Egor Fabricius
Egor Fabricius

Reputation: 55

Make Spring accept UTF-8 Characers in rest calls

I build a small Spring-Boot application and have a problem with utf-8 encoded character. In my controller I have a method like

@DeleteMapping("deleteIngredient/{ingredientId}")
public void delteIngredient(@PathVariable final String ingredientId) {
    ingredientService.delteIngredient(ingredientId);
}

But calling localhost:8080/deleteIngredient/käseresults in

java.lang.IllegalArgumentException: Invalid character found in the request target.
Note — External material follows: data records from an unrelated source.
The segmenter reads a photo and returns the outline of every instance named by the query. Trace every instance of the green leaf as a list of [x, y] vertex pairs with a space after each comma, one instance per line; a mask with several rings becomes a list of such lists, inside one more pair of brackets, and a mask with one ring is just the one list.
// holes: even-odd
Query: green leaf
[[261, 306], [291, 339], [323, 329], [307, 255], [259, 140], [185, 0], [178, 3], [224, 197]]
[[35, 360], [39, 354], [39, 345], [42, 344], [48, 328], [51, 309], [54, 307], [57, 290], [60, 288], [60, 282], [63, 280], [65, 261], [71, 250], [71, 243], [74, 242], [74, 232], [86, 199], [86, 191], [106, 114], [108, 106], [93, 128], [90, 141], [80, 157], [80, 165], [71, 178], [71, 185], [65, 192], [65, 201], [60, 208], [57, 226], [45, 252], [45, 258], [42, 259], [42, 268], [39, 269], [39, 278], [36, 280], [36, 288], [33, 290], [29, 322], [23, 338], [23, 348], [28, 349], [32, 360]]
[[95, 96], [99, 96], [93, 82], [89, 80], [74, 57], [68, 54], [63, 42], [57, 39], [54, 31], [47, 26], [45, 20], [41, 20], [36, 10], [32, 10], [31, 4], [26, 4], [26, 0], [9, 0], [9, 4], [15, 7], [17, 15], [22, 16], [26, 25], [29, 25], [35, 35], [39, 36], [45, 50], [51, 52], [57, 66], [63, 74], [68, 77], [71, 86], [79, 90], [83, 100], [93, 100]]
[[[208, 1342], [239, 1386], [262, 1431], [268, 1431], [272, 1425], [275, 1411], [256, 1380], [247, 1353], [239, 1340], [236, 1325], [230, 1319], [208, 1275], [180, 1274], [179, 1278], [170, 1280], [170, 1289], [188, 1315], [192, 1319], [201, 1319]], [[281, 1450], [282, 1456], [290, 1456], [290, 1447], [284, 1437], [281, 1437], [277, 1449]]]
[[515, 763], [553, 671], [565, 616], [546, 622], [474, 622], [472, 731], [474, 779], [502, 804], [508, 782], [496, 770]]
The valid characters are defined in RFC 7230 and RFC 3986
at org.apache.coyote.http11.Http11InputBuffer.parseRequestLine(Http11InputBuffer.java:475) ~[tomcat-embed-core-9.0.22.jar:9.0.22]
at org.apache.coyote.http11.Http11Processor.service(Http11Processor.java:294) ~[tomcat-embed-core-9.0.22.jar:9.0.22]
at org.apache.coyote.AbstractProcessorLight.process(AbstractProcessorLight.java:66) [tomcat-embed-core-9.0.22.jar:9.0.22]
at org.apache.coyote.AbstractProtocol$ConnectionHandler.process(AbstractProtocol.java:853) [tomcat-embed-core-9.0.22.jar:9.0.22]
at org.apache.tomcat.util.net.NioEndpoint$SocketProcessor.doRun(NioEndpoint.java:1587) [tomcat-embed-core-9.0.22.jar:9.0.22]
at org.apache.tomcat.util.net.SocketProcessorBase.run(SocketProcessorBase.java:49) [tomcat-embed-core-9.0.22.jar:9.0.22]
at java.util.concurrent.ThreadPoolExecutor.runWorker(ThreadPoolExecutor.java:1149) [na:1.8.0_221]
at java.util.concurrent.ThreadPoolExecutor$Worker.run(ThreadPoolExecutor.java:624) [na:1.8.0_221]
at org.apache.tomcat.util.threads.TaskThread$WrappingRunnable.run(TaskThread.java:61) [tomcat-embed-core-9.0.22.jar:9.0.22]
at java.lang.Thread.run(Thread.java:748) [na:1.8.0_221]

Any Ideas?

Upvotes: 1

Views: 642

Answers (1)

sschrass
sschrass

Reputation: 7166

Spring is complaining about german Umlauts here, "ä" is not allowed.

The valid characters are defined in RFC 7230 and RFC 3986

The same reason you cannot have a domain like "dasörtliche.de".

You probably could force spring to accept Umlauts, but you would violate the RFC. My advice is to encode the links your api produces to be conform with the RFC (probably already springs default). A client then would need to encode käse to k%C3%A4se itself (if it is constructing a link itself and not using your links that are conform to RFCs), but any client should be accustomed to that already.